Vape pens could be used to install malware on your computer, research warns
In 2017, a four-day cyber attack on US and UK computers affected over 300,000 devices, with total damages amounting to hundreds of millions to billions of pounds. Today, attention is being paid to vape pens being used as the latest weapon to access your personal information.
EDGE Vaping explored the possibility of a vape device being altered to hold malicious information, which can then be used to infect your computer.
Speaking to Ross Bevington, independent researcher and expert in cyber security, the risk factor in question is assessed and preventative measures are explored to defend yourself against this type of attack.
A working vape pen can hide malware
Vape pens are battery-powered devices that, crucially, have the ability to store information. While a brand new vape pen will be virus-free, there is increasing concern that such a device can be modified to hold more malicious information, with the aim of infecting a laptop or PC.
By adding a hardware chip into the device, a hacker increases its storage capacity, thereby allowing it to hold malware. On the surface, the vape would function as intended – but hidden could be a chip waiting to be connected to your personal devices.
When a device is plugged into a computer through a USB port, it forms a potentially dangerous entryway to its system. As vape pens need charging, many will opt to plug them into their computer. If the computer is unlocked, which it often is, access is effectively granted to your personal information.
USBs can fake being a keyboard, tricking computers
A computer will detect the type of device that is being plugged into it, but Ross warns that: “A USB device could potentially pretend to be a keyboard, even if it doesn’t look like one. As a hacker, once you’ve become a keyboard, you can type in anything, such as commands to download malware”.

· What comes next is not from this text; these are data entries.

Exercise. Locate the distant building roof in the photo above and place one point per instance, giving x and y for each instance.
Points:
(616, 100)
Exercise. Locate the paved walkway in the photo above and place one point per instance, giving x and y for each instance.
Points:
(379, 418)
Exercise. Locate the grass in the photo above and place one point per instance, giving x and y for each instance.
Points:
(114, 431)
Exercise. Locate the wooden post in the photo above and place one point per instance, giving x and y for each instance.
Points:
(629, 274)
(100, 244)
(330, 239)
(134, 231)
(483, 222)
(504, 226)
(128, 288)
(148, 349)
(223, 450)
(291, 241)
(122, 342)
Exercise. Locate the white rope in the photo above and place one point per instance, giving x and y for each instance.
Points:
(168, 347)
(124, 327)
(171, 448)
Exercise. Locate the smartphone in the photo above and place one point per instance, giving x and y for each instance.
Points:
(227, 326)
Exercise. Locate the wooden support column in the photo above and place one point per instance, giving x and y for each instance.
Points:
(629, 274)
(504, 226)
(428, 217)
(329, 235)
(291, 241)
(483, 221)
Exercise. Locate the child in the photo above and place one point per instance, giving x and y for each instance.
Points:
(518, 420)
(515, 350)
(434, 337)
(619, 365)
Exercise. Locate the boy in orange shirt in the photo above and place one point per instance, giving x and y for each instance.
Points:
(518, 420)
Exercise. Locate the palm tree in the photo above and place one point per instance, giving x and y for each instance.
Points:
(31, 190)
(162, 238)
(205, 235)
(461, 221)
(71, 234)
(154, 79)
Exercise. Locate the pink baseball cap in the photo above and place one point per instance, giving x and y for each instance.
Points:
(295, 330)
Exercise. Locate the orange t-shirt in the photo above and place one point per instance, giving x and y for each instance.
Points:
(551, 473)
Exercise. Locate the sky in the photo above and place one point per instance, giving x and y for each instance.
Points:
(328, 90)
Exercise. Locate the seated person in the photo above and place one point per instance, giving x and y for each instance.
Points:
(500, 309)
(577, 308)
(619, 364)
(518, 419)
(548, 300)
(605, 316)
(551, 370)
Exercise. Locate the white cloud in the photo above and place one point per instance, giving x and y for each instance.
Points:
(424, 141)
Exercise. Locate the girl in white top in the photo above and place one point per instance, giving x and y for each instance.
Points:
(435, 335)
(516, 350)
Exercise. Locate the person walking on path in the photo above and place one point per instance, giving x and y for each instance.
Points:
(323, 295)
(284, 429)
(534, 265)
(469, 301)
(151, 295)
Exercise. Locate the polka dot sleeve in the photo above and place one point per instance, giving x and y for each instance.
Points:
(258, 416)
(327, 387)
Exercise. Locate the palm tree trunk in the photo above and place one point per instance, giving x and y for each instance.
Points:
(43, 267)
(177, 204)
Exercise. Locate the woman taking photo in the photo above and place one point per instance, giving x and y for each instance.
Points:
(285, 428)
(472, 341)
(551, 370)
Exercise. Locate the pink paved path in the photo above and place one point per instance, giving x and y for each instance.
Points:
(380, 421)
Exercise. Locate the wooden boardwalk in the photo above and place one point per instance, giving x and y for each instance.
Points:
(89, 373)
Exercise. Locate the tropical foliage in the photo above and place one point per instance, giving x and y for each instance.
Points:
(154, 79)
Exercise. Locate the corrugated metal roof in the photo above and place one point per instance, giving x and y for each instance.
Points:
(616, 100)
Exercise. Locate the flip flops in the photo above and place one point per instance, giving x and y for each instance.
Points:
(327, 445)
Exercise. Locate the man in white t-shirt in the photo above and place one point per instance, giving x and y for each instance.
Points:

Commenting on this potential danger, Mike Williams, Head of IT at EDGE Vaping, said: “People need to be aware of the risks involved when connecting unknown devices to their computer. Whilst it should be highlighted that the threat level of hackers using a vape pen to access personal files is low, one can instil good practises to maintain safety with electronic devices. Be sure to use trusted devices and software, and only buy vape pens from reputable sellers.”
A vape pen’s hackability is limited
Developing on the likelihood of a vape pen being manipulated maliciously, Ross said: “E-cigarettes are really constrained into both connectivity and storage, which limits their use in malicious scenarios.”
The malware used in the 2017 “WannaCry” cyberattack was 4–5MBs, which is around 100 times bigger than the storage of a typical e-cigarette.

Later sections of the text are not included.